Disques - Nicole Martin, grande chanteuse

Nicole Martin
Photo: Pedro Ruiz - Le Devoir Nicole Martin

C'était il y a deux semaines, au gala de la SOCAN. Brigitte Boisjoli venait d'interpréter Le temps est bon, en hommage à Stéphane Venne. Et puis, de nulle part, elle a surgi. Nicole Martin est arrivée sur scène comme si toute sa vie l'avait menée là. Fallait voir l'assemblée d'auteurs et de compositeurs, empoignée, soulevée.
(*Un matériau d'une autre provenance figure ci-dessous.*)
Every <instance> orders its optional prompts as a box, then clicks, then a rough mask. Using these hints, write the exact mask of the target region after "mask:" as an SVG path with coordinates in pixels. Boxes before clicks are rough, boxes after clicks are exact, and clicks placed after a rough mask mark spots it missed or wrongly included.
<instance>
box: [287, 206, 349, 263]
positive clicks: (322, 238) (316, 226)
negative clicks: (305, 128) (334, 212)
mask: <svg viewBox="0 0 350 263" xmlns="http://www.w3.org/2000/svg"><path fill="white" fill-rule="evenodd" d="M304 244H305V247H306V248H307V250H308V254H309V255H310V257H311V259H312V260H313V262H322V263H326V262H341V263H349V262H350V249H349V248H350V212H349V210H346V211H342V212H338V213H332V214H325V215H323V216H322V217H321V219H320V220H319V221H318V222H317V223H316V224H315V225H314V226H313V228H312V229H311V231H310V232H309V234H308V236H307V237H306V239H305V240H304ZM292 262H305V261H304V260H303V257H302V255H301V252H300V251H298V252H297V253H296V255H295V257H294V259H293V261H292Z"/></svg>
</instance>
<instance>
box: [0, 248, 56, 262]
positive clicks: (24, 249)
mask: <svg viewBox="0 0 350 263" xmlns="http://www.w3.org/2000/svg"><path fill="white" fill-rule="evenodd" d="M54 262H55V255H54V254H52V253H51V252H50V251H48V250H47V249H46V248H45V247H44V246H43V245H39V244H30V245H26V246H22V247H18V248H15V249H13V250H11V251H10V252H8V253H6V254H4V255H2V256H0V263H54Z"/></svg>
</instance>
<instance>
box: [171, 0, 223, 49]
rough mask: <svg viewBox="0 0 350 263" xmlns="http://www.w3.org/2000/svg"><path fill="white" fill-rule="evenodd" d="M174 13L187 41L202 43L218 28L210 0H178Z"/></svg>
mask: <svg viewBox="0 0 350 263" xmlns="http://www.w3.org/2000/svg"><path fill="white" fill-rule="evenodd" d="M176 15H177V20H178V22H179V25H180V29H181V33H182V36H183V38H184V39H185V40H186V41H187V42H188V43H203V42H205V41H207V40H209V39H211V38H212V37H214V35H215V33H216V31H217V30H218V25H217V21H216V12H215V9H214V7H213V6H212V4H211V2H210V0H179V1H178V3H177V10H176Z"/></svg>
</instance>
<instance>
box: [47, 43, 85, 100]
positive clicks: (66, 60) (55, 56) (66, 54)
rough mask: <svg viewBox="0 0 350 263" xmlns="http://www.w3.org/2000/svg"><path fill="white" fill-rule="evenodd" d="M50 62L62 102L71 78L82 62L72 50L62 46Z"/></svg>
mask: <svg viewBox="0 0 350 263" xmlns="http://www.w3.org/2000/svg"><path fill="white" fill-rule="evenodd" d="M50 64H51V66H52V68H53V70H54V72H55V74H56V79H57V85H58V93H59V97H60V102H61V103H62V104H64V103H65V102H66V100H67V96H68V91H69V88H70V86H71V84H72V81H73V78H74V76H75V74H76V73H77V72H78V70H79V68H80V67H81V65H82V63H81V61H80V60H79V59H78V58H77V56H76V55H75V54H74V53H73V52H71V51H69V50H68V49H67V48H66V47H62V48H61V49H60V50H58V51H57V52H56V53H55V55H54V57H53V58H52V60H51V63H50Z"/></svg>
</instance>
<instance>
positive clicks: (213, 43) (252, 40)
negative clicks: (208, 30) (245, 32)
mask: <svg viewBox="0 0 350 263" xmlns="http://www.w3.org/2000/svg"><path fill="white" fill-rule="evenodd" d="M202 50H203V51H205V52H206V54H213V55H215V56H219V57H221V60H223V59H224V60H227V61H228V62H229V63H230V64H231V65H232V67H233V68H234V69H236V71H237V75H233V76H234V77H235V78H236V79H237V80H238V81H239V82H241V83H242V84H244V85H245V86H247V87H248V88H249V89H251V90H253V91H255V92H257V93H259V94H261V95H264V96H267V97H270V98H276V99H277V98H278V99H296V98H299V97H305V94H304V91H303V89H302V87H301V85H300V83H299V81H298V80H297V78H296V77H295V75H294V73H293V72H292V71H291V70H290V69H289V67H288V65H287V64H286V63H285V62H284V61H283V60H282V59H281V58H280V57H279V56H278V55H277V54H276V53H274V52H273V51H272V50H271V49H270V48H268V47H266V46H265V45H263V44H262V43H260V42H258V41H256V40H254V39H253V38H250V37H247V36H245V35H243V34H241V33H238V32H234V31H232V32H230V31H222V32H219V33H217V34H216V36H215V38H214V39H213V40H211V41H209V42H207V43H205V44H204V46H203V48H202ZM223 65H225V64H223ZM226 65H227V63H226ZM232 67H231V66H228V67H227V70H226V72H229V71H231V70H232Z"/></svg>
Fallait la voir, elle, chanter SA chanson de Stéphane Venne, incarner de tout son corps, de tout cœur et à pleins poumons la chanson principale du film Les Plouffe, cet hymne national de la classe ouvrière canadienne-française: Il était une fois des gens heureux.

Il n'y avait pas, comme en 2009, les millions de téléspectateurs de la fête des 40 ans de Patrick Huard, l'émission de TVA qui a ramené Nicole Martin à la chanson et à l'avant-plan, mais il y avait Plamondon, Plume, Pag, Gilles Valiquette, Richard Séguin, Angèle Dubeau, une salle pleine de créateurs et de gens du métier. Ses pairs. L'ovation parlait haut et fort, et confirmait ce que le grand public sait depuis le début des années 70 au Québec: oui, Nicole Martin est une grande interprète. Une grande chanteuse. Tout court. Pas seulement une grande chanteuse populaire.

«C'est le grand mot, hein?», soupire-t-elle de son côté de la table, au fond du chic café de la mezzanine chez Birk's. «Il y a une façon de dire populaire qui est noble, et il y a une façon qui l'est moins, une façon qui te regarde de haut. J'ai souvent senti ce regard-là. Jamais du public. Surtout des journalistes, surtout quand j'ai commencé à faire la Place des Arts.»

Être respectée

Nous nous sourions. Autres temps. Aujourd'hui, époque moins cloisonnée, une Monique Giroux invite Nicole Martin à son émission comme elle invite Ariane Moffatt, toutes générations confondues scandent le tube disco Rien n'est impossible dans les soirées C'est extra, et il ne faut pas encourager longtemps ma compagne et ma meilleure amie pour qu'elles fassent chorus avec la chanteuse dans Oui paraît-il, Laisse-moi partir, Tout seul au monde et les autres grandes ballades sentimentales d'Il était une fois... Nicole Martin, ce récent double disque plein à ras bords de ses succès de palmarès.

Aimer Nicole Martin n'est plus confiné au plaisir coupable et s'affirme au grand jour. «Que Denise Filiatrault, qui est un modèle pour moi, vienne me dire le soir de Huard que je lui avais donné des frissons, c'était incroyable!» Pour Cocktail de douceur, l'album de reprises jazzy paru l'an dernier, son premier nouveau disque en quinze ans, c'est la pianiste de jazz Julie Lamontagne qui a tout arrangé, et c'est encore elle qui a orchestré les six nouveaux standards de Noël de la toute récente compilation Joyeux Noël. Sceau de qualité.

«J'ai toujours voulu la qualité. On m'a connue au début des années 70, avec Mimi Hétu et Nicole Cloutier en première page de Photo-Vedettes, mon premier public était adolescent. On voulait que je chante des versions de succès américains, je voulais des chansons originales, développer un style qui serait le mien, chanter dans les plus grandes salles, qu'on m'écrive des chansons dignes d'être chantées. Ç'a vraiment démarré avec les textes de Pierre Létourneau, puis j'ai eu des chansons de Luc Plamondon, de Claude Léveillée, d'André Gagnon, de Stéphane Venne, de Francis Lai, de Boris Bergman. Sur les 50 chansons de la compilation, il y a cinq ou six adaptations, pas plus. Je suis très fière de ça. Pour une jeune interprète en ce temps-là, être respectée était un vrai combat.»

Avant le succès, il y avait eu un duo, Nicole et Frédéric, et puis... Zerra. Une idée de Tony Roman. Imaginez Nicole Martin en 1969 à l'Autostade dans un festival pop, à la même affiche que Johnny Winter et Jethro Tull, en Zerra chantant du Janis. Dans Photo-Vedettes, le critique pop-rock avait rugi. Le souvenir de la chanteuse est plus tendre. «C'est le pianiste de Charlebois, le Gros Pierre, qui m'accompagnait, je chantais Try de Janis, imaginez. Tony voulait faire de moi une chanteuse psychédélique... Ça n'a pas duré longtemps.»

Avait-elle déjà «de la roche dans la voix», comme disait Stéphane Venne? «Probablement; j'ai eu la voix feutrée toute ma vie.» Toute une carrière de fine rocaille. «C'était un compliment, je pense.»